Sebab menurutnya mulai dari pupuk dan ongkos yang dikeluarkan oleh para petani terus meningkat.
BACA JUGA:Harga Gula dan Minyak Goreng Naik Jelang Puasa, Pembelian Dibatasi!
"Dalam rangka tujuan pemerintah untuk memberikan harga yang murah untuk konsumen, tapi bukan karena pemerintah yang subsidi, tapi petani tebu ini yang menyangga," katanya.
"Jadi beberapa tahun ini kami mengalami kerugian karena kami menanggung subsidi yang harusnya dikendalikan oleh pemerintah," sambungnya.

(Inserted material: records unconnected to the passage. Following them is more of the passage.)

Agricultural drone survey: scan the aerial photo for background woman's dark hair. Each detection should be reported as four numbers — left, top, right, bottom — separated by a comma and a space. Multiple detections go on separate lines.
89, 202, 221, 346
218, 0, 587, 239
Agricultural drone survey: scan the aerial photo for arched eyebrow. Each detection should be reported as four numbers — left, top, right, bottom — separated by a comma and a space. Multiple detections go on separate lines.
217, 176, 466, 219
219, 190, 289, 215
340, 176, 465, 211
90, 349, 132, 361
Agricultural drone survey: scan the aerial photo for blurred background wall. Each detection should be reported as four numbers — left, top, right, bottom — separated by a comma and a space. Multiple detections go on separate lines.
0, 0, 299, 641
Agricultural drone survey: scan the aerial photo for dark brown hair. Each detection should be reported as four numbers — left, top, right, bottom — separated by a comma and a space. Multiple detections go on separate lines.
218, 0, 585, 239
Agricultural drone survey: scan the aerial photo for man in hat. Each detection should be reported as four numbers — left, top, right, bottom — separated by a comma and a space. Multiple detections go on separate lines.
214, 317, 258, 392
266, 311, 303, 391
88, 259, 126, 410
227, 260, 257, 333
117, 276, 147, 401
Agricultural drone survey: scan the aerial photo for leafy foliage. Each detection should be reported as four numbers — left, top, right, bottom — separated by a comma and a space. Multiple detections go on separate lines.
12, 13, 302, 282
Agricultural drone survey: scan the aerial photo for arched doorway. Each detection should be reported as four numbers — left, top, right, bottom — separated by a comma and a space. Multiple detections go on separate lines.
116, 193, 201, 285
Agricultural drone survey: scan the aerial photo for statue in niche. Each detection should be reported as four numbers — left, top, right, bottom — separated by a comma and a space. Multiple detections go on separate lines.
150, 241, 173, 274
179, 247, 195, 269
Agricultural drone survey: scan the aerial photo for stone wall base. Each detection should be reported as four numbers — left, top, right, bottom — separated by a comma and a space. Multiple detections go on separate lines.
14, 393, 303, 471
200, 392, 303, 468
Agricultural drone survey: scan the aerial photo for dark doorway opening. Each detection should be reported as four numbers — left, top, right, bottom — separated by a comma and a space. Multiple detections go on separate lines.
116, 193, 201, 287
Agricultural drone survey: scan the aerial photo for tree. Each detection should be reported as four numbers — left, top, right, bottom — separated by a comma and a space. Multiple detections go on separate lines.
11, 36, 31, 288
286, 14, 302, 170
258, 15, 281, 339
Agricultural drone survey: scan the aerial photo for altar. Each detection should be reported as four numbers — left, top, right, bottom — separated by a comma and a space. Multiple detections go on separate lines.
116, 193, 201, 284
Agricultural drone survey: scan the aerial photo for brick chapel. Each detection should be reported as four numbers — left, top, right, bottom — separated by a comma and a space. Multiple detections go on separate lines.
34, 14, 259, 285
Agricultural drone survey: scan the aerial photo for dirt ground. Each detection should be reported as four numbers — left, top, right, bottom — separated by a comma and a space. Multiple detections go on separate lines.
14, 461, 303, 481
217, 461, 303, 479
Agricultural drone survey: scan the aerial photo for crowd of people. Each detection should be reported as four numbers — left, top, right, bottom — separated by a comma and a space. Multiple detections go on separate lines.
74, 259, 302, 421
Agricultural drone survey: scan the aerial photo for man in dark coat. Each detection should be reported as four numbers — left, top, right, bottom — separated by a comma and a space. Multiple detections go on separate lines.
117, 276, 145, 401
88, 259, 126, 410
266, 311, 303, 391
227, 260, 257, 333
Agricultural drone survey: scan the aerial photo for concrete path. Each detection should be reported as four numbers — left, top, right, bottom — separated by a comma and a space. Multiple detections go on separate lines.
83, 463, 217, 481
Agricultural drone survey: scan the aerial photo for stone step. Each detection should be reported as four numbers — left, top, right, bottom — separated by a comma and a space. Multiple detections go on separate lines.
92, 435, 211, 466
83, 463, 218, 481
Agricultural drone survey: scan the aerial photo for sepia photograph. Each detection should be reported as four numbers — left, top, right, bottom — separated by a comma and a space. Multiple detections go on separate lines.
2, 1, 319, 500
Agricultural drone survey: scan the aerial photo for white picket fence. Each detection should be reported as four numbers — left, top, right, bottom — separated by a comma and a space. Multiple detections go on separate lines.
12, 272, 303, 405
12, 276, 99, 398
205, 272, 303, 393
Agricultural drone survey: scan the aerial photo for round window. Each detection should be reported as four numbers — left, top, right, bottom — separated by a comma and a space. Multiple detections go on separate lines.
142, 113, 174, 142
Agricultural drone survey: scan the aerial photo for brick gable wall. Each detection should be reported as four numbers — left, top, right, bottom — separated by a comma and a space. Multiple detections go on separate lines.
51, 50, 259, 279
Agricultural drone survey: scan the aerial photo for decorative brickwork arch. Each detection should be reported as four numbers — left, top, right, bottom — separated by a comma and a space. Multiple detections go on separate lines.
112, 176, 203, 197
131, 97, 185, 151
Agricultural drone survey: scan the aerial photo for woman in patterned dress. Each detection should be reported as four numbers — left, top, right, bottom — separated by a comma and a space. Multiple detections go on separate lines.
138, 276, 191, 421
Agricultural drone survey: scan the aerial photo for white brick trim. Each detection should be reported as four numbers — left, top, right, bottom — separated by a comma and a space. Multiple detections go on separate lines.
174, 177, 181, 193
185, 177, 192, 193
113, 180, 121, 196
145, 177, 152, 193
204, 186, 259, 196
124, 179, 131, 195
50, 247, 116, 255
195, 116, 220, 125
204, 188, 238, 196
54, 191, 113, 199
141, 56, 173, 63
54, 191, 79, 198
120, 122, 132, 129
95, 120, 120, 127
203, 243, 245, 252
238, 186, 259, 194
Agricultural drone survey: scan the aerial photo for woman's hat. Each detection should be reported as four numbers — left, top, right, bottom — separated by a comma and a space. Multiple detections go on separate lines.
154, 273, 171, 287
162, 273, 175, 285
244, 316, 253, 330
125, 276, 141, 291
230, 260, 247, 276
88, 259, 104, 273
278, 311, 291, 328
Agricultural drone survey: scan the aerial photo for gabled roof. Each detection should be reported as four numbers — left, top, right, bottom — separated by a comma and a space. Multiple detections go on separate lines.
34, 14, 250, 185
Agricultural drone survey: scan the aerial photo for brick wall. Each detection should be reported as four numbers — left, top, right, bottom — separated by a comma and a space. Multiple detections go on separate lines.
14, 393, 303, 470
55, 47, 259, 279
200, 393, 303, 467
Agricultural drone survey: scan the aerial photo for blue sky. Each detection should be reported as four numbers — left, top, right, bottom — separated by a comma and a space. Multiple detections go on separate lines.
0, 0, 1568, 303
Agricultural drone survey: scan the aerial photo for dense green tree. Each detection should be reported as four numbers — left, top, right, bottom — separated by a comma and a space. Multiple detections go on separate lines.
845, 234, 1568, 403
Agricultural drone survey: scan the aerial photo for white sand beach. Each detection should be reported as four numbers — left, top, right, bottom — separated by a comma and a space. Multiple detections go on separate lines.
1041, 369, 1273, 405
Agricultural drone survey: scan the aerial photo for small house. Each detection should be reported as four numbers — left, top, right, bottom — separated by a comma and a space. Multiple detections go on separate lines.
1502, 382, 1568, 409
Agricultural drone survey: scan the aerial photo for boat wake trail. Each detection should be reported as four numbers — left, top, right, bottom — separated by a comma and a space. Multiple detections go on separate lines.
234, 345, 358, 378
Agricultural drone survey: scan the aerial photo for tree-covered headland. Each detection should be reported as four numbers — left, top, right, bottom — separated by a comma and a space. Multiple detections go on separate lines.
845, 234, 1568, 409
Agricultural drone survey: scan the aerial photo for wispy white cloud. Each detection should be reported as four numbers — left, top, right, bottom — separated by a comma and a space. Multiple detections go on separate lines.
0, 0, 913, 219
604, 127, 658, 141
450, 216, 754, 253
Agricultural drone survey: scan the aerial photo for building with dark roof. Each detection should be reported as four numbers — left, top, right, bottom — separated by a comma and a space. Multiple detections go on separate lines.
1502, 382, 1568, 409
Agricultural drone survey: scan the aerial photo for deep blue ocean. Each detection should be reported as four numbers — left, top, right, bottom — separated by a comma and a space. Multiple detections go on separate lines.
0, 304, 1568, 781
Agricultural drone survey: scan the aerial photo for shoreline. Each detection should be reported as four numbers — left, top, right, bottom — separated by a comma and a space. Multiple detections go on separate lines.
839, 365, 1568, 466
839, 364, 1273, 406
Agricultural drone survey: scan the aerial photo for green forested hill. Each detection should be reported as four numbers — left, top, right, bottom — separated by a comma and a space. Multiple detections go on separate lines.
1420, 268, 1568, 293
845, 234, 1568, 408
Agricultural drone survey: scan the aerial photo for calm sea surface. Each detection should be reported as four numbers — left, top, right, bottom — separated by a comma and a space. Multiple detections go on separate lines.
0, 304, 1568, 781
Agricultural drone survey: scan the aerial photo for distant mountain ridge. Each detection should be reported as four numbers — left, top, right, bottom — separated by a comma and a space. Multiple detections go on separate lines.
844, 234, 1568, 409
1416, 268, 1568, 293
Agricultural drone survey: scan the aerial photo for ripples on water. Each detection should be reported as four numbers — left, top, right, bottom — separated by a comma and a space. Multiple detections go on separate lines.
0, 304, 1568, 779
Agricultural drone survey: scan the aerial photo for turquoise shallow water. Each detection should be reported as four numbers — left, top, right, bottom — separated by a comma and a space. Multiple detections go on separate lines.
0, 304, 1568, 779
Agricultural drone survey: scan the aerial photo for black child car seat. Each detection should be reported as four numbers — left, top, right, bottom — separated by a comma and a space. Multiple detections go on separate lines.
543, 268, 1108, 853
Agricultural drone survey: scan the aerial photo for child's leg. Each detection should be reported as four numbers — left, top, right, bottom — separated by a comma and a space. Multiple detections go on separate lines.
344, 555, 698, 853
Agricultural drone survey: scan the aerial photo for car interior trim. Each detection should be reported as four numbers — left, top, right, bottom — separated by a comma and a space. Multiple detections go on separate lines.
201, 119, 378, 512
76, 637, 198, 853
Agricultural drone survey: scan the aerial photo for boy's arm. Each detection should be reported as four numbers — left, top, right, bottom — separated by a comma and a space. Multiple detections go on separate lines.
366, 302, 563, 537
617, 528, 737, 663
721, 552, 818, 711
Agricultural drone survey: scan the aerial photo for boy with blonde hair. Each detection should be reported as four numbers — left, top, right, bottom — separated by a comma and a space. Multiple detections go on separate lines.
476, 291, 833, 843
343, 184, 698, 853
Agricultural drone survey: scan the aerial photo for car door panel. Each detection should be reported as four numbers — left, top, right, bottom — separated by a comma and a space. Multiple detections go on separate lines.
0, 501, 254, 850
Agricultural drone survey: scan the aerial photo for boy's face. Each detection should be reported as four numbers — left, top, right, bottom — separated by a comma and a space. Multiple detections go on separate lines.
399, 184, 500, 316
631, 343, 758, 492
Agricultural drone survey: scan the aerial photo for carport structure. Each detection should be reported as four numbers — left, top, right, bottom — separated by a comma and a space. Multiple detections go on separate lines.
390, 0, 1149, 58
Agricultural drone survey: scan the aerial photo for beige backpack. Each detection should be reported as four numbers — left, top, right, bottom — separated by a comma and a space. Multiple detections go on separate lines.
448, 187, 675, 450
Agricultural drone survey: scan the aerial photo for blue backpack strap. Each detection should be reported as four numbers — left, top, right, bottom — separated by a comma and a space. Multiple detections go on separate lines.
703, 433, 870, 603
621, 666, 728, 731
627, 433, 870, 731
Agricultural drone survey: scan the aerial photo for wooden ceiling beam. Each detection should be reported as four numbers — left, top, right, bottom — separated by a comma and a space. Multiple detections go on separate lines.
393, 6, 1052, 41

Dia menjelaskan kalau pemerintah ingin memberikan harga gula yang murah di pasar, lebih baik mendukung para petani untuk meningkatkan produktivitasnya. Misalnya pemberian subsidi pupuk, infrastruktur pendukung, penyaluran kredit yang murah dan mudah serta insentif lainnya yang mendukung produktivitas pertanian.
"Kalau kita ingin harga gula murah ini bukan menjadikan HET untuk menekan petani, tapi kita tingkatkan produktivitas tanaman kita," ucapnya.
BACA JUGA:Siap-Siap Harga Gula hingga Daging Sapi Bakal Naik!
Menurut pada tahun 2018 Indonesia tercatat sebagai importir gula terbesar di dunia. Hal tersebut dikarenakan pemerintah hanya berkutat pada patokan harga murah untuk masyarakat. Padahal jika pemerintah memilih meningkatkan produksi, justru Indonesia bisa menjadi eksportir gula.
"Dengan itu harga jual bisa murah tanpa adanya tekanan kepada para petani," pungkasnya.